‘Transformed’: Hundreds of Ultimo students to start school at new ‘pop-up’ campus

What has been hailed by the NSW government as a “clever solution for Ultimo Public School” will be opened on Tuesday for the students, families and staff on their first day back at school.

They will be returning to a “pop-up” school located and built temporarily at Wentworth Park on Wattle Street, opposite the original site of the school on Quarry Street.

Premier Gladys Berejiklian and Education Minister Rob Stokes unveiled the temporary “pop-up” solution on Monday, as the former site of the public school is redeveloped to accommodate an extra 500 students. About 800 students are expected to walk through the gates of the new school this year, a rapid increase from its original 360 students.

The grounds of a temporary school in Ultimo. Photo: Brook Mitchell

Ms Berejiklian said the new temporary school had been “cleverly designed” to fit into one of the city’s most densely populated suburbs.

“Ultimo has been transformed over the last decade into a cosmopolitan urban community, which is reflected in the design of this brand new school,” said Ms Berejiklian.

The redeveloped school will be a single storey on the side facing Jones Street and reach three storeys at the side facing Wattle Street.

The new school will feature 30 new classrooms, a library and a hall. It will also contain after school facilities and indoor and outdoor spaces for sport and recreational purposes.

“This is to make sure that we have all of our children have the best education possible, even with having their new school built across the road,” Ms Berejiklian said.

Mr Stokes said the new school should be seen as a demonstration of their commitment to build “bigger and better” schools for the future as more “pop-up” schools are being planned for the city .

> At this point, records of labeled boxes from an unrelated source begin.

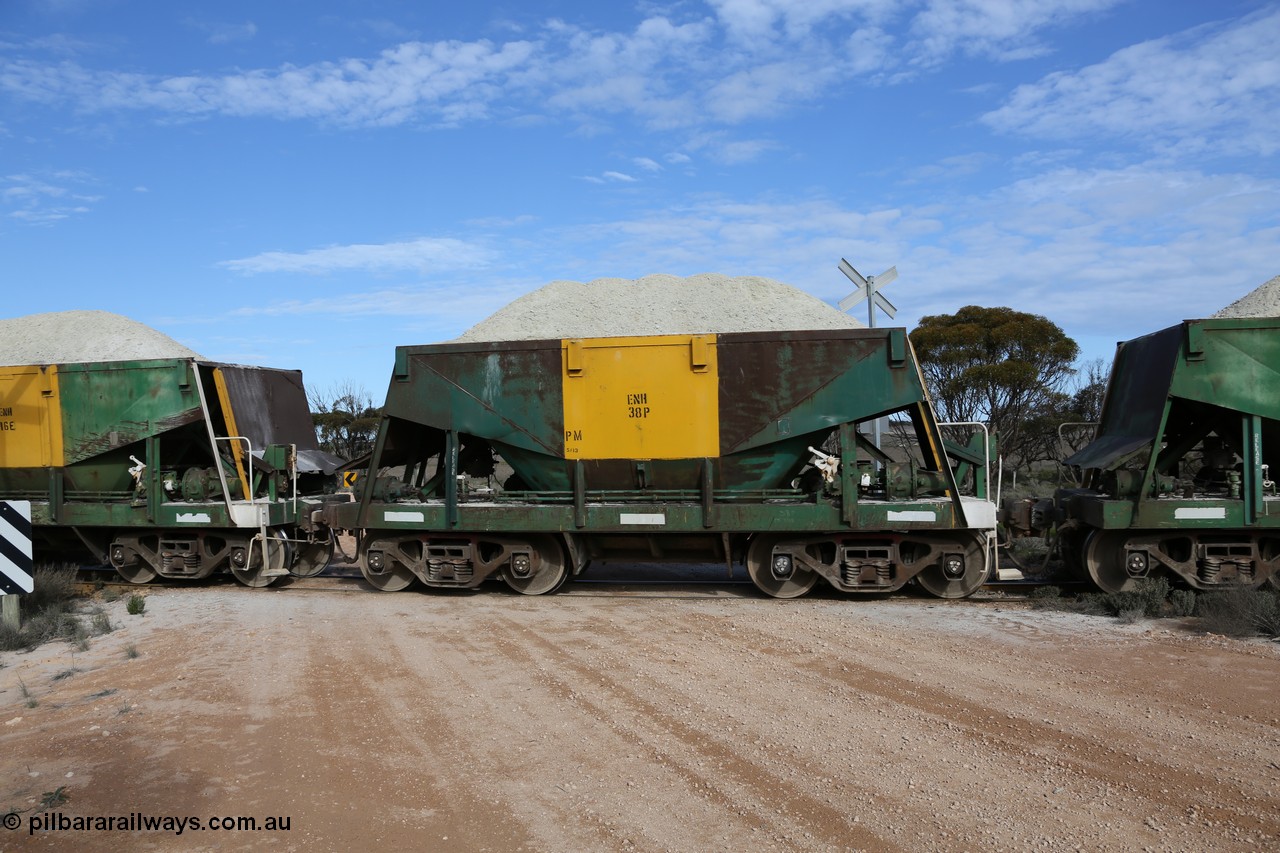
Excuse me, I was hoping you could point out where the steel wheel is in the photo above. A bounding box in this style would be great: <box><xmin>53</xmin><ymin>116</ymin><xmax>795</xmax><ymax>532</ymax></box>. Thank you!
<box><xmin>746</xmin><ymin>537</ymin><xmax>818</xmax><ymax>598</ymax></box>
<box><xmin>357</xmin><ymin>538</ymin><xmax>415</xmax><ymax>592</ymax></box>
<box><xmin>232</xmin><ymin>530</ymin><xmax>289</xmax><ymax>589</ymax></box>
<box><xmin>915</xmin><ymin>534</ymin><xmax>987</xmax><ymax>598</ymax></box>
<box><xmin>115</xmin><ymin>562</ymin><xmax>159</xmax><ymax>584</ymax></box>
<box><xmin>111</xmin><ymin>537</ymin><xmax>160</xmax><ymax>584</ymax></box>
<box><xmin>289</xmin><ymin>528</ymin><xmax>334</xmax><ymax>578</ymax></box>
<box><xmin>1084</xmin><ymin>530</ymin><xmax>1137</xmax><ymax>592</ymax></box>
<box><xmin>502</xmin><ymin>535</ymin><xmax>568</xmax><ymax>596</ymax></box>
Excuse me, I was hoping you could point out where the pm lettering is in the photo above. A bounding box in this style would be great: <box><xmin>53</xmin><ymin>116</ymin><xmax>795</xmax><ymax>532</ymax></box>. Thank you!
<box><xmin>627</xmin><ymin>393</ymin><xmax>649</xmax><ymax>418</ymax></box>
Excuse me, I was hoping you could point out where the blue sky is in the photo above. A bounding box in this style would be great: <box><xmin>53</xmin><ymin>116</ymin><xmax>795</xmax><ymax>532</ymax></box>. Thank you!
<box><xmin>0</xmin><ymin>0</ymin><xmax>1280</xmax><ymax>401</ymax></box>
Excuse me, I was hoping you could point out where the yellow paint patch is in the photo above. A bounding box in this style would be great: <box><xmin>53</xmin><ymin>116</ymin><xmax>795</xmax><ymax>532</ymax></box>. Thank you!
<box><xmin>0</xmin><ymin>365</ymin><xmax>65</xmax><ymax>467</ymax></box>
<box><xmin>561</xmin><ymin>334</ymin><xmax>719</xmax><ymax>459</ymax></box>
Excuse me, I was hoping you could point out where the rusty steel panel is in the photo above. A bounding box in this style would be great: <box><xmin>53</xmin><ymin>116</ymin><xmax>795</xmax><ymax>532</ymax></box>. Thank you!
<box><xmin>208</xmin><ymin>362</ymin><xmax>320</xmax><ymax>451</ymax></box>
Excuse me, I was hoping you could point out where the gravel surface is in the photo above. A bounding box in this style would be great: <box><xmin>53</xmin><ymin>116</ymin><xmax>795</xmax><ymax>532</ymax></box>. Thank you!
<box><xmin>457</xmin><ymin>273</ymin><xmax>863</xmax><ymax>342</ymax></box>
<box><xmin>1213</xmin><ymin>275</ymin><xmax>1280</xmax><ymax>318</ymax></box>
<box><xmin>0</xmin><ymin>311</ymin><xmax>202</xmax><ymax>366</ymax></box>
<box><xmin>0</xmin><ymin>581</ymin><xmax>1280</xmax><ymax>853</ymax></box>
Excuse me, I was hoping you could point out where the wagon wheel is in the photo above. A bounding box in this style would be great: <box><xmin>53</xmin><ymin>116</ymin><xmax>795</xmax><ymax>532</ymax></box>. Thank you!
<box><xmin>113</xmin><ymin>540</ymin><xmax>160</xmax><ymax>584</ymax></box>
<box><xmin>289</xmin><ymin>528</ymin><xmax>334</xmax><ymax>578</ymax></box>
<box><xmin>746</xmin><ymin>535</ymin><xmax>818</xmax><ymax>598</ymax></box>
<box><xmin>502</xmin><ymin>535</ymin><xmax>568</xmax><ymax>596</ymax></box>
<box><xmin>232</xmin><ymin>530</ymin><xmax>289</xmax><ymax>589</ymax></box>
<box><xmin>356</xmin><ymin>537</ymin><xmax>416</xmax><ymax>592</ymax></box>
<box><xmin>915</xmin><ymin>534</ymin><xmax>987</xmax><ymax>598</ymax></box>
<box><xmin>1084</xmin><ymin>530</ymin><xmax>1137</xmax><ymax>592</ymax></box>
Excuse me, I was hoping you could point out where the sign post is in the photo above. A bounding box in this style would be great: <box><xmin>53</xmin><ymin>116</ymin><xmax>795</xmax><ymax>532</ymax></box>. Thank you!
<box><xmin>0</xmin><ymin>501</ymin><xmax>36</xmax><ymax>629</ymax></box>
<box><xmin>837</xmin><ymin>257</ymin><xmax>897</xmax><ymax>447</ymax></box>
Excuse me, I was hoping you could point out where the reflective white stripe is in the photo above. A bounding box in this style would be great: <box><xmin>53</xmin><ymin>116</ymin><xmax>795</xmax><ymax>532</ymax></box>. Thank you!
<box><xmin>177</xmin><ymin>512</ymin><xmax>214</xmax><ymax>524</ymax></box>
<box><xmin>618</xmin><ymin>512</ymin><xmax>667</xmax><ymax>524</ymax></box>
<box><xmin>888</xmin><ymin>510</ymin><xmax>938</xmax><ymax>521</ymax></box>
<box><xmin>383</xmin><ymin>510</ymin><xmax>426</xmax><ymax>521</ymax></box>
<box><xmin>1174</xmin><ymin>506</ymin><xmax>1226</xmax><ymax>519</ymax></box>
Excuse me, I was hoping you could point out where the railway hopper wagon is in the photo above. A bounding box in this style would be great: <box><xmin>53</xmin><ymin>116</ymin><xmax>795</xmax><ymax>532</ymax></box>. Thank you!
<box><xmin>0</xmin><ymin>357</ymin><xmax>340</xmax><ymax>587</ymax></box>
<box><xmin>1002</xmin><ymin>318</ymin><xmax>1280</xmax><ymax>592</ymax></box>
<box><xmin>326</xmin><ymin>329</ymin><xmax>996</xmax><ymax>598</ymax></box>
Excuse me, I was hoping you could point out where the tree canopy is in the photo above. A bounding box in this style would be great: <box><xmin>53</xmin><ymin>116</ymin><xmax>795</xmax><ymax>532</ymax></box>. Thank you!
<box><xmin>308</xmin><ymin>382</ymin><xmax>381</xmax><ymax>461</ymax></box>
<box><xmin>911</xmin><ymin>305</ymin><xmax>1080</xmax><ymax>461</ymax></box>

“There will be more than 120 major projects either in planning, in design or in delivery right now so we are going to see more of these sorts of innovative approaches,” said Mr Stokes.

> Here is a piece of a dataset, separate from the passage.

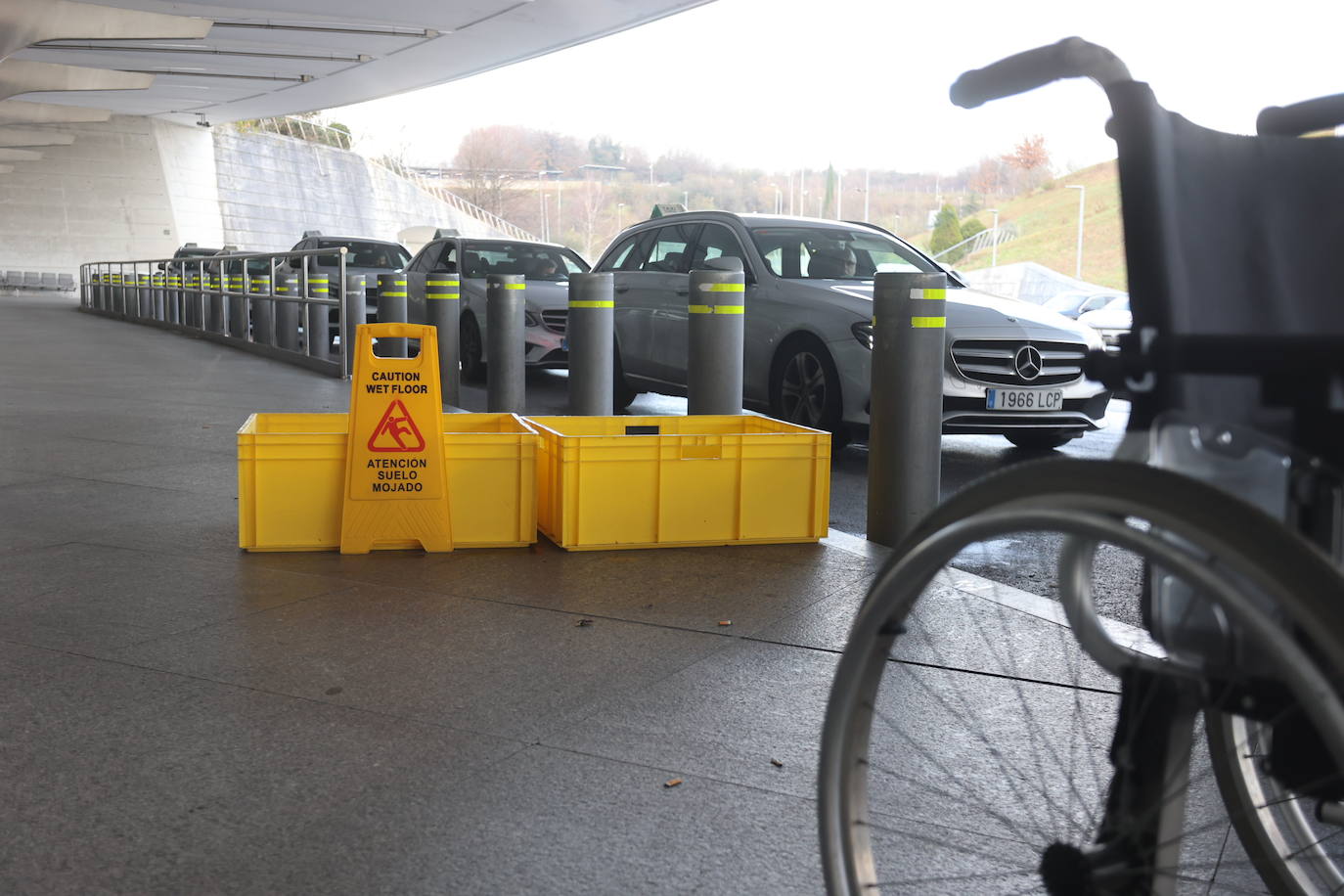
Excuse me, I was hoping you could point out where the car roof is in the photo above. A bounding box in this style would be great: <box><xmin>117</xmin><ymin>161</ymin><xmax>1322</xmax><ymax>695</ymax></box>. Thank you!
<box><xmin>307</xmin><ymin>234</ymin><xmax>406</xmax><ymax>251</ymax></box>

Ultimo principal Nic Accaria said the temporary school had been met with great support by the families and staff.

“With my staff and a lot of our colleagues and with our families that I’ve spoken to over the holidays, we’ve really taken note of the fact that this is such an inviting environment,” said Mr Accaria.

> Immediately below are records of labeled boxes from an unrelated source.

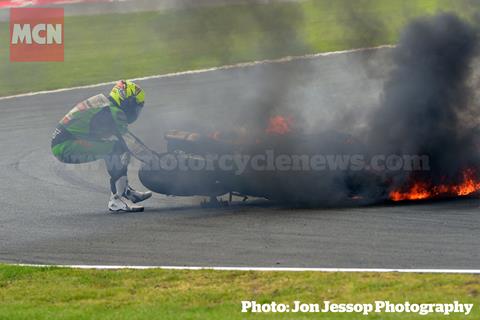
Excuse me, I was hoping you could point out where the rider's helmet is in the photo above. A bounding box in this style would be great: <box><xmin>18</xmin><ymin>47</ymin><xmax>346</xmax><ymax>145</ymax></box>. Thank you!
<box><xmin>110</xmin><ymin>80</ymin><xmax>145</xmax><ymax>123</ymax></box>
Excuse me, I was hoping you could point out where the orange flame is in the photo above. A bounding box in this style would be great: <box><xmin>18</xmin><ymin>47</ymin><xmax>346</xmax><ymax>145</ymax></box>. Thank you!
<box><xmin>390</xmin><ymin>169</ymin><xmax>480</xmax><ymax>201</ymax></box>
<box><xmin>265</xmin><ymin>116</ymin><xmax>292</xmax><ymax>135</ymax></box>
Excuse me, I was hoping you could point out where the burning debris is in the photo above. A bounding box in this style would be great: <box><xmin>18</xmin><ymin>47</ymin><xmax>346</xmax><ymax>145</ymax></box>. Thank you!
<box><xmin>140</xmin><ymin>14</ymin><xmax>480</xmax><ymax>206</ymax></box>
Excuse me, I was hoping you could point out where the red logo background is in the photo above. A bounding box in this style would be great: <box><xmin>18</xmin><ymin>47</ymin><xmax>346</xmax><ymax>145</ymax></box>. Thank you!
<box><xmin>10</xmin><ymin>8</ymin><xmax>65</xmax><ymax>62</ymax></box>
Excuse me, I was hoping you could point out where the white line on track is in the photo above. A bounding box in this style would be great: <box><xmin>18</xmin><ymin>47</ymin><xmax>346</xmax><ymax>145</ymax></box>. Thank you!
<box><xmin>0</xmin><ymin>45</ymin><xmax>395</xmax><ymax>101</ymax></box>
<box><xmin>14</xmin><ymin>264</ymin><xmax>480</xmax><ymax>274</ymax></box>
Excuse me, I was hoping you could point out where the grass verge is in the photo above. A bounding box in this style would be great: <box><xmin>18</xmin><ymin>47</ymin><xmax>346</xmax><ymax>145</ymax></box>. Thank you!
<box><xmin>0</xmin><ymin>0</ymin><xmax>478</xmax><ymax>96</ymax></box>
<box><xmin>0</xmin><ymin>266</ymin><xmax>480</xmax><ymax>319</ymax></box>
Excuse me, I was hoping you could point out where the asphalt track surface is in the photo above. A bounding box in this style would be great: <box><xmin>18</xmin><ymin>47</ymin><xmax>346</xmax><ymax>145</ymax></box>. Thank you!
<box><xmin>0</xmin><ymin>50</ymin><xmax>480</xmax><ymax>269</ymax></box>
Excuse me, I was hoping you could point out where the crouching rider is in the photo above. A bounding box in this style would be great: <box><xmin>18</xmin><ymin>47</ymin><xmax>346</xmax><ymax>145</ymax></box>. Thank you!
<box><xmin>52</xmin><ymin>80</ymin><xmax>152</xmax><ymax>212</ymax></box>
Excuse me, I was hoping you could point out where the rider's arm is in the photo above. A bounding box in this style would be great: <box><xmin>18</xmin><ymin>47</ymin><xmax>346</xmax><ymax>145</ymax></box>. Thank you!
<box><xmin>110</xmin><ymin>107</ymin><xmax>128</xmax><ymax>136</ymax></box>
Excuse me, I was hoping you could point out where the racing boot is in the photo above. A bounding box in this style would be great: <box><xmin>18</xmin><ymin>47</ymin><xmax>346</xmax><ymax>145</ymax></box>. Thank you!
<box><xmin>108</xmin><ymin>176</ymin><xmax>144</xmax><ymax>212</ymax></box>
<box><xmin>123</xmin><ymin>186</ymin><xmax>152</xmax><ymax>203</ymax></box>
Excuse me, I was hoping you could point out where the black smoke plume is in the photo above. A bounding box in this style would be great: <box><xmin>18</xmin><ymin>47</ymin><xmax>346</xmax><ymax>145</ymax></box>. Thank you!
<box><xmin>368</xmin><ymin>14</ymin><xmax>480</xmax><ymax>187</ymax></box>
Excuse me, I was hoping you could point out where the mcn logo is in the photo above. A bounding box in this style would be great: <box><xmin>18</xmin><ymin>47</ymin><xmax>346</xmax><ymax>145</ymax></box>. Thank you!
<box><xmin>10</xmin><ymin>8</ymin><xmax>64</xmax><ymax>62</ymax></box>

The students are expected to be in the “pop-up” school until the end of the 2019 school year.

High-rise schools, “modular classroom blocks” and facilities being shared by students and the community are all part of the department’s $5 billion plan to meet an expected enrolment spike of 21 per cent, or 164,000 students, in NSW schools by 2031.

The Sydney local government area has one of the highest projected enrolment increases of 66.9 per cent, with an extra 9600 students expected by 2031.